The likelihood function

Idea: choose \(\hat{P}\) to be the value of \(p\) that makes our observations as likely as possible.
Suppose we have observed \(Y_1=y_1, \ldots, Y_n=y_n\). The probability of observing this is \[P(Y_1=y_1, \ldots, Y_n=y_n) = P(Y_1=y_1) \cdot \dotsm \cdot P(Y_n = y_n).\]
Note that \[P(Y_i = y_i) = \begin{cases} p, & y_i=1,\\ (1-p), & y_i = 0. \end{cases}\]
Therefore, if we let \(x = \sum_i y_i\) be the number of 1’s in our sample, \[P(Y_1=y_1, \ldots, Y_n=y_n) = p^x \cdot (1-p)^{(n-x)}.\]
This probability depends on the value of \(p\). We may think of it as a function \[L(p)= P(Y_1=y_1, \ldots, Y_n=y_n) = p^x \cdot (1-p)^{(n-x)}.\]
- This is called the likelihood function.
The maximum likelihood estimate \(\hat{p}\) is the value of \(p\) that maximizes the likelihood function.

Likelihood function - example

Example: Suppose we take a sample of \(n=15\) observations. We observe 5 ones and 10 zeros. The likelihoodfunction becomes \[L(p)= p^5 (1-p)^{10}\]
We plot the graph of \(L(p)\):

The probability of our observations seems to be largest when \(p\) is around \(1/3\).

The log-likelihood function

We seek the value of \(p\) that maximizes the likelihood function \[L(p)= p^x \cdot (1-p)^{(n-x)}.\]
Recall that \(\ln(x)\) is a strictly increasing function.
The value of \(p\) that maximizes \(L(p)\) also maximizes \(\ln(L(p))\).
This is the log-likelihood function

\[l(p) = \ln(L(p)) = x\ln(p) + (n-x)\ln(1-p).\]

It is often easier to maximize the log-likelihood function.

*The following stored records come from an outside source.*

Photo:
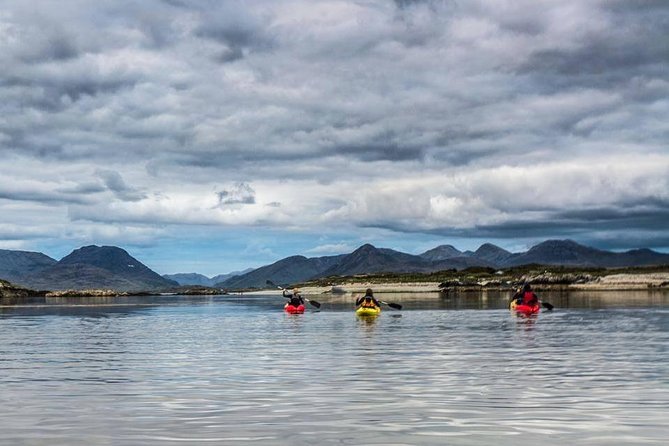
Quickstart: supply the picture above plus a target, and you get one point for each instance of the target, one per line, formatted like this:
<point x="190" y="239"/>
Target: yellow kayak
<point x="368" y="311"/>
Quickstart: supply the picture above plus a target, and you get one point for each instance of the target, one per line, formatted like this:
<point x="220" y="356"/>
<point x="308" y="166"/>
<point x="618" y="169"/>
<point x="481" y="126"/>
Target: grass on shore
<point x="482" y="274"/>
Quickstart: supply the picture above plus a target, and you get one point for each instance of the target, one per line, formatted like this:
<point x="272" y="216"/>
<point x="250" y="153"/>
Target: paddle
<point x="547" y="306"/>
<point x="311" y="301"/>
<point x="391" y="305"/>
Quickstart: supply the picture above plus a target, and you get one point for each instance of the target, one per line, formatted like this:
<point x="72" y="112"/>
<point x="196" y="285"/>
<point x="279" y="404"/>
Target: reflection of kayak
<point x="523" y="309"/>
<point x="368" y="311"/>
<point x="293" y="309"/>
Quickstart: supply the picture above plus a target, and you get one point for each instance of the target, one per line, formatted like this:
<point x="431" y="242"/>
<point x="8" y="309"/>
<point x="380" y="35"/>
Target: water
<point x="236" y="370"/>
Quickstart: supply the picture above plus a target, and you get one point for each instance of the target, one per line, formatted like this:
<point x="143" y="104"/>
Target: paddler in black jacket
<point x="367" y="300"/>
<point x="294" y="298"/>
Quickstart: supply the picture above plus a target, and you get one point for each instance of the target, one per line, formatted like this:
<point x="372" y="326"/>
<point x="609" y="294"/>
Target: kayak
<point x="368" y="311"/>
<point x="524" y="309"/>
<point x="288" y="308"/>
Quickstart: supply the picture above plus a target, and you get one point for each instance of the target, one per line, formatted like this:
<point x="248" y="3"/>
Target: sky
<point x="211" y="136"/>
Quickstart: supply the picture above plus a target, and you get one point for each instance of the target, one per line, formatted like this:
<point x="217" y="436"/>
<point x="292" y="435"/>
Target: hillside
<point x="16" y="265"/>
<point x="98" y="267"/>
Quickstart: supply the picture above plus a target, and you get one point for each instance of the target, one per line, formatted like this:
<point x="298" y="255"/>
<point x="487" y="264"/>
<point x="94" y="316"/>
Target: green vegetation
<point x="474" y="275"/>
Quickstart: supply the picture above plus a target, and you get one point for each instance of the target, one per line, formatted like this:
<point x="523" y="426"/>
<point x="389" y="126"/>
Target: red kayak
<point x="288" y="308"/>
<point x="524" y="309"/>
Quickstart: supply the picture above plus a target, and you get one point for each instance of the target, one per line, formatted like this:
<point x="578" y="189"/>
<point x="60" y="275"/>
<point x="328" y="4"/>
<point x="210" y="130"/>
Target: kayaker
<point x="294" y="298"/>
<point x="526" y="296"/>
<point x="367" y="300"/>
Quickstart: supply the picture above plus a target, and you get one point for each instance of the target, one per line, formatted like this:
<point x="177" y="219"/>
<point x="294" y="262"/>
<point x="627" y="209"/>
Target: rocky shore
<point x="540" y="281"/>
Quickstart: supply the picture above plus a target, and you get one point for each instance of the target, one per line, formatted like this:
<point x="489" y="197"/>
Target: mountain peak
<point x="441" y="252"/>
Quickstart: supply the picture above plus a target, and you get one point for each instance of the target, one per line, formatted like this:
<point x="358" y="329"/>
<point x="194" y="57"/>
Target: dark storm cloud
<point x="115" y="183"/>
<point x="370" y="96"/>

Maximum likelihood estimation

In order to maximize \[l(p) = x\ln(p) + (n-x)\ln(1-p),\] we differentiate \[l'(p) = \frac{x}{p} - \frac{n-x}{1-p}.\]
The maximum must be found in a point with \(l'(p)=0\). Thus, we solve \[l'(p) = \frac{x}{p} - \frac{n-x}{1-p}=0.\]
Multiply by \(p(1-p)\) to get \[x(1-p) - (n-x)p=0\] \[x-xp - np +xp =0\] \[ x=np\] \[p = \frac{x}{n}.\]
Note that this must indeed be a maximum point since \[\lim_{p\to 0} l(p) = \lim_{p\to 1} l(p) = -\infty.\]
Our maximum likelihood estimate of \(p\) is \(\hat{p}= \frac{x}{n}.\)

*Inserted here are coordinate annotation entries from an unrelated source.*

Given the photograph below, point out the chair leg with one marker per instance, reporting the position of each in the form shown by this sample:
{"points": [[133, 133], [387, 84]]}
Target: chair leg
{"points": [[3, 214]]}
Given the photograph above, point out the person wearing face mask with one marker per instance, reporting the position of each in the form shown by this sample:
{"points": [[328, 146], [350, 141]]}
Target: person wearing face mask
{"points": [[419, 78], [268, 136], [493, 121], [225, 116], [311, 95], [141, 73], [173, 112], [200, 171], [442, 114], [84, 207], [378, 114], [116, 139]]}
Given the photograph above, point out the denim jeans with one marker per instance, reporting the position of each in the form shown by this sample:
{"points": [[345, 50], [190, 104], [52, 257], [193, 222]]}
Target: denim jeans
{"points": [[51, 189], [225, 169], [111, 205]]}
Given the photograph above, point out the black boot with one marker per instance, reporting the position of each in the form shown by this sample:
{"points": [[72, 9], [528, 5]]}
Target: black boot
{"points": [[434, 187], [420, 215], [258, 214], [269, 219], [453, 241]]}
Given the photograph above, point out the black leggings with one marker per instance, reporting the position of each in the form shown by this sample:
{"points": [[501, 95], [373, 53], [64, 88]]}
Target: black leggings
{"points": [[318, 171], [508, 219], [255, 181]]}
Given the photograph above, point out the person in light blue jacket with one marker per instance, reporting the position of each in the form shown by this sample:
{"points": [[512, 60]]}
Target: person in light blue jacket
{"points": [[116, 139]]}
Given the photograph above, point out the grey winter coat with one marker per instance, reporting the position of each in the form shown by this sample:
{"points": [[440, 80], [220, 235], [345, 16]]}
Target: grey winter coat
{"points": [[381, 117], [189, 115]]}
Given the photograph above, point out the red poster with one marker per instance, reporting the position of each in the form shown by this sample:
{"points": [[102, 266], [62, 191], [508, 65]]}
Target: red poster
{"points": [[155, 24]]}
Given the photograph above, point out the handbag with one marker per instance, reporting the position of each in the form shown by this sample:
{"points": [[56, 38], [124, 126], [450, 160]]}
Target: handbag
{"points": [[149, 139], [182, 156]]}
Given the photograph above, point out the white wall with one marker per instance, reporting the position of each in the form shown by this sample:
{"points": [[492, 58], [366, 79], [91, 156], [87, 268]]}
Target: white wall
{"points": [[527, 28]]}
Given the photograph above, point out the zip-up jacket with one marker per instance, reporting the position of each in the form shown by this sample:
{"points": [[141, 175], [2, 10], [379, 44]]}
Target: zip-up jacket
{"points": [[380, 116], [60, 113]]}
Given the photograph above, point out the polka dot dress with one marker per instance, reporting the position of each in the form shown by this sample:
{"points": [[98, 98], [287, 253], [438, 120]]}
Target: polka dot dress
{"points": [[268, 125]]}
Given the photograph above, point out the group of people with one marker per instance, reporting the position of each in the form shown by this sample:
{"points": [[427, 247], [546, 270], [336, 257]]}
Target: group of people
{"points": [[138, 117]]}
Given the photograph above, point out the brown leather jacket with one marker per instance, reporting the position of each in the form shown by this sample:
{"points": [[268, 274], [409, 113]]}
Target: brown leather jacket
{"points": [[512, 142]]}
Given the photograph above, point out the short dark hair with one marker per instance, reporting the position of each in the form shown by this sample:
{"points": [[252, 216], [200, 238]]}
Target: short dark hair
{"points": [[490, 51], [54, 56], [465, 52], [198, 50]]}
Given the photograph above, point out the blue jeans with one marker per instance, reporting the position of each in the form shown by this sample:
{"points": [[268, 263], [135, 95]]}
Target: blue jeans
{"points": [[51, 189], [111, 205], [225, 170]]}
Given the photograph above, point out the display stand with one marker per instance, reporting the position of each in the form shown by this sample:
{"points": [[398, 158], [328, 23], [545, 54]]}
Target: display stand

Maximum likelihood for logistic regression

The logistic regression model

Estimation of a probability was a simple use of maximum likelihood estimation, which could easily have been treated by more direct methods.
Logistic regression is a more complex case, where we want to model a probability \(p(x)\) that depends on a predictor variable \(x\).
- E.g. the probability of a customer buying a certain product as a function of their monthly income.
In logistic regression, \(p(x)\) is modelled by a logistic function \[p(x)=\frac{1}{1+e^{-(\alpha + \beta x)}}.\]
Graph of \(p(x)\) when \(\alpha=0\) and \(\beta=1\).
- \(\alpha\) determines how steep the graph is.
- \(\beta\) shifts the graph along the \(x\)-axis.
How to estimate \(\alpha\) and \(\beta\)?

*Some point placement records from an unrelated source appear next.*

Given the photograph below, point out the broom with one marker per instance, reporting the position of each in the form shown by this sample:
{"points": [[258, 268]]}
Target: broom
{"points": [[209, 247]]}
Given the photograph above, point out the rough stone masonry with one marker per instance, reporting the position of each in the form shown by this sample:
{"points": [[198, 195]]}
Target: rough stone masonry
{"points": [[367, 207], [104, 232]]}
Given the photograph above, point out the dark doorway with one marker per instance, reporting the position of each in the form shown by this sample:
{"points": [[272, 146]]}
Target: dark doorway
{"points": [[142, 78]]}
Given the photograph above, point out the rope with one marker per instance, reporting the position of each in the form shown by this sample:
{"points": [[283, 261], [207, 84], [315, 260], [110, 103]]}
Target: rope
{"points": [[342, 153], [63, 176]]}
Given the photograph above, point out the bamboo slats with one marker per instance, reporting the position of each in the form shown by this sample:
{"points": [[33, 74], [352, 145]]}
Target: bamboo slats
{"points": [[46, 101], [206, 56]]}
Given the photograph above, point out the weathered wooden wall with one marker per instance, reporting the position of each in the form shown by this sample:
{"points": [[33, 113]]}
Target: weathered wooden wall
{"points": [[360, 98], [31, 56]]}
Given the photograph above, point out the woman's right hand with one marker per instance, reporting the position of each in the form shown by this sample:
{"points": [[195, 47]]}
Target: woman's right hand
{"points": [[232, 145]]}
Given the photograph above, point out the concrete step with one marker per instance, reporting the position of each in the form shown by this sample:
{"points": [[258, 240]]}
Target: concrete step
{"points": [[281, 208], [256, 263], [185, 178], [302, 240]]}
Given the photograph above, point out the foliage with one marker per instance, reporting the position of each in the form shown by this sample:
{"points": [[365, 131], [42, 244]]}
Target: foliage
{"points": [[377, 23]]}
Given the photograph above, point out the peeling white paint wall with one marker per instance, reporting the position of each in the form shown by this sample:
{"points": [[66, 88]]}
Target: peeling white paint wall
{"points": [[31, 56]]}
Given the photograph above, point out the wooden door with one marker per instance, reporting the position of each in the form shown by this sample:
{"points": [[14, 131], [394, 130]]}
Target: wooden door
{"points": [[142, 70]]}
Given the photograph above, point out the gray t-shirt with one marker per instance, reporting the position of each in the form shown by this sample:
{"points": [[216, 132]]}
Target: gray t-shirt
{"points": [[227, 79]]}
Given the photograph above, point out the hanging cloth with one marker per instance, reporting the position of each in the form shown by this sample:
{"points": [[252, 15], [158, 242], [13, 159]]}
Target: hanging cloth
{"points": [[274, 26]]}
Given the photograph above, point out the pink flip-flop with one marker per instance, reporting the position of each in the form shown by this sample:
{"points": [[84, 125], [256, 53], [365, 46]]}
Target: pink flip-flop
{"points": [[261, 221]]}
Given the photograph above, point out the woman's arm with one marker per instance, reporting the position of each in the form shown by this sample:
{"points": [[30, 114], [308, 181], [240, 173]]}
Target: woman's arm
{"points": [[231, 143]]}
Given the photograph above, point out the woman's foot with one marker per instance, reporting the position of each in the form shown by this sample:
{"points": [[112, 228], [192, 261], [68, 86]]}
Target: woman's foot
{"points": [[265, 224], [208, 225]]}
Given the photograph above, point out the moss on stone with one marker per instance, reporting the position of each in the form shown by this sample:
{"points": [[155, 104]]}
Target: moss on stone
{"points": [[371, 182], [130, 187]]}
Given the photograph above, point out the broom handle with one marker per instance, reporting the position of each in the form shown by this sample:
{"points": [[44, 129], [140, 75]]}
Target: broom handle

Maximum likelihood estimation for logistic regression

A sample consists of \((x_1,y_1),\ldots,(x_n,y_n)\), where \(x_i\) is the predictor and \(y_i\) is the response, which is either 0 or 1.
The probability of our observations is \[P(Y_1=y_1,\ldots, Y_n=y_n) = \prod_i p(Y_i=y_i) = \prod_i p(x_i)^{y_i} (1-p(x_i))^{1-y_i}\] since \[p(x_i)^{y_i} (1-p(x_i))^{1-y_i} = \begin{cases} p(x_i), & y_i=1,\\ 1-p(x_i), & y_i=0.\end{cases}\]
Inserting what \(p(x_i)\) is, we obtain a function of the unknown parameters \(\alpha\) and \(\beta\): \[L(\alpha,\beta) = P(Y_1=y_1,\ldots, Y_n=y_n) = \prod_i \Big(\frac{1}{1+e^{-(\alpha + \beta x_i)}}\Big)^{y_i} \Big(1-\frac{1}{1+e^{-(\alpha + \beta x_i)}}\Big)^{1-y_i}\]
Again, it is easier to maximize the log-likelihood \[l(\alpha,\beta) = \sum_i \Big( y_i\ln(p(x_i)) + (1-y_i)\ln(1-p(x_i))\Big). \]
However, this maximum can only be found using numerical methods.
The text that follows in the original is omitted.